Federal loan guarantees for clean energy projects: Additionality and commercialization
Tuesday, 14 October 2014: 9:40 AM
Chris Juchau, M.B.A. & M.S.N.E.
,
Energy Policy Institute, Boise State University, Boise, ID
The US federal government began using loan guarantee programs to support the commercialization of clean energy technologies in the mid-1970s. The programs were implemented as part of a broader energy policy initiative that was influenced by the growing environmental movement and triggered by energy security concerns in the wake of the 1973 Arab Oil Embargo. The primary goal of such loan guarantee programs has been to reduce commercial deployment timelines by inducing private sector lenders to provide credit to projects incorporating targeted classes of energy technology. Although multiple studies concerning clean energy loan guarantee programs have been conducted, those studies have largely focused on secondary factors such as default costs, employment estimates, specific project outcomes, and critiques of program management. The analysis presented in this paper fills a gap in the literature by presenting a test for the primary means and end of the programs: inducing credit market additionality to accelerate technology commercialization.

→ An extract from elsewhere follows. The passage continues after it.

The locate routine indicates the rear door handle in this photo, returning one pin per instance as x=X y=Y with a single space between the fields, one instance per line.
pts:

The work to be presented reviewed past and present clean energy loan guarantee programs in the United States and evaluated those programs in terms of the likelihood that a given program succeeded in both generating credit market additionality and aiding the commercialization of a given energy technology. Eight clean energy loan guarantee programs, going back four decades and encompassing 56 different projects, were identified and evaluated. Of those 56 projects, eight were found to represent likely instances of credit market additionality in support of commercialization. Although further study is recommended, the results suggest that loan guarantee programs have played a minimal role in bringing new energy technologies to market and may not generate the social benefits necessary to justify program costs.